Slender- Time on Earth LP

$15.00

From the second “Time On Earth” came clobbering we were transported back to the dilapidated, wall-crawling psychedelia that we NEVER saw coming on their five track 7” for LVEUM back in 2017, getting us all fired up that such a potent cerebral secretion was no one-off and that our beloved Slender would not fall under the axe of Paco’s oft-heralded - “Mate, ANYONE can make a good single” -mantra! Spirits rejoice!
Lean, concise, often juxtaposed songs and interludes are deftly thatched together to make up the majority of Side A, with dense, drowning-world electronics on tracks like “Heavy Weather” clearing the skies for jovial, anthems of the Anthropocene like “New Country” (which for us totally rings the same joyous bells as Yuzo Iwata’s “Gigolo”!!) and the grittier, barnacled basement etherea of “Sleep The Trees”.
The restrained fury in the opening minutes of Side B initially recall the slow-stirring storm clouds that cast shadows on that Blodarna 7”, the thought of seeking shelter only arising as proceedings are escalated into that which is more akin to hearing Amon Duul perform kali-ma on the guys from Pelt in some subterranean death church!

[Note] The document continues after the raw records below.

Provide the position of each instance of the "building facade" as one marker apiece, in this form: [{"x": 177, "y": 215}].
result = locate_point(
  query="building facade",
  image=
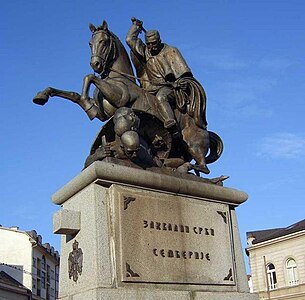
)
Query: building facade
[
  {"x": 29, "y": 262},
  {"x": 277, "y": 262}
]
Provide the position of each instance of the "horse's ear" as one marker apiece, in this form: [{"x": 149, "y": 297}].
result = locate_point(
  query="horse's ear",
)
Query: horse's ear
[
  {"x": 92, "y": 28},
  {"x": 104, "y": 25}
]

The closing triptych of “So”, “Far” and “Down” tunnels downward and takes place as some sorta on-acid-and-caught-in-earthquake rite, that sees the volcanic pounding intensify and whatever THAT sound is (bass guitar?? some demonic synthesiser??!) begin to envelop everything like the swelling of oblivion - any brief interval between tracks serving only as a moment to observe your own mind try to scramble it’s way out of the slowly opening sinkhole.
Bonkers. Channels the same wild and earthy desire for experimentation as such un-pinnable, sleeping giants as Blumen Des Exotischen Eises, The Fates or Moolah. No idea how the inhabitants of earth will express amazement / bewilderment in thirty years time but can imagine some archival psychopath or discogs dweeb digging this one up and ripping a righteous WHAT THE FUCK. (low company)
Time On Earth cover art by Emil Bognar Nasdor with 8 page booklet by Eugene Terry and A2 poster designed by Keegan Dakkar.